Requiring 20 to 30 times less force than standard rotating drills, Cybersonics' ultrasonic drill has the ability to penetrate even the hardest rock, with minimal force application.

The most remarkable aspect of the drill is its ability to penetrate even the hardest rock, such as basalt, with minimal force application. The ultrasonic device requires 20 to 30 times less force than standard rotating drills, allowing it to be safely guided by hand during operation. This is an important feature when attempting to drill a core sample in zero gravity, where an astronaut's positioning to the interface is not always optimal. Also, the drill is operable at a level as low as three watts of power, where conventional drills require more than three times this level.

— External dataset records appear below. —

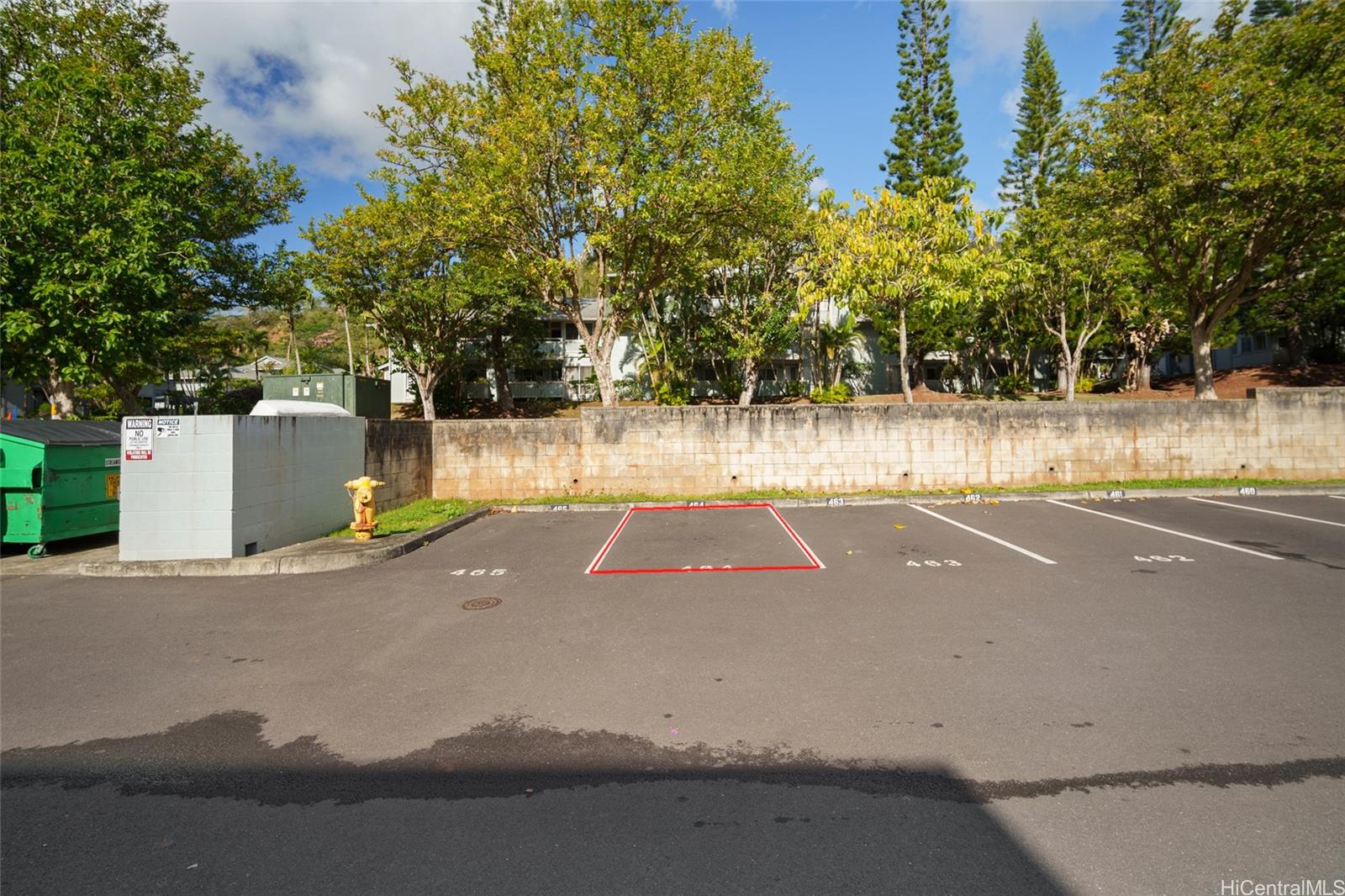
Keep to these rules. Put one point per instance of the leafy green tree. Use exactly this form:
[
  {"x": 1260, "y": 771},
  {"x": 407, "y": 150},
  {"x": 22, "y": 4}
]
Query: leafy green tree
[
  {"x": 753, "y": 295},
  {"x": 1221, "y": 165},
  {"x": 1039, "y": 155},
  {"x": 903, "y": 256},
  {"x": 1073, "y": 280},
  {"x": 1147, "y": 30},
  {"x": 1268, "y": 10},
  {"x": 282, "y": 284},
  {"x": 595, "y": 138},
  {"x": 123, "y": 217},
  {"x": 928, "y": 139},
  {"x": 383, "y": 259}
]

This revolutionary device has a vast array of advantages over traditional drills. For one, the coring bit of the drill creates a hole that is slightly bigger than the bit itself, reducing the likelihood of the drill jamming due to a buildup of accumulated interface material. Another advantage is that the ultrasonic drill bit need not be sharp because ultrasonic vibrations are responsible for the drilling action. The piezoelectric actuators power the drill through the surface without concern of wear. Because the drill can operate without rotation, the core samples can be square, round, or any other desirable shape.

Research members of the Nondestructive Evaluation and Advanced Actuators (NDEAA) team at JPL are currently developing a flight model of the ultrasonic drill, which will have the ability to abrade weathered layers of rock in order to expose pristine surfaces for analysis. NASA hopes to include the flight unit in the Mars 2003 exploration mission.

Research members of the Nondestructive Evaluation and Advanced Actuators (NDEAA) team at JPL are currently developing a flight model of the ultrasonic drill, like the one seen here attached to a space rover. NASA hopes to include a flight unit drill in the Mars 2003 exploration mission.

This exciting technology, which actually began as a device to treat kidney stones, offers an optimistic future for any number of professions. Currently, Cybersonics provides a variety of medical institutions with variations of this technology customized to fit their specific needs. Future applications for the ultrasonic drill are too numerous to name, but include potential applications in rock and soil sampling, medical procedures that involve core sampling or probing, landmine detection, building and construction, and space exploration.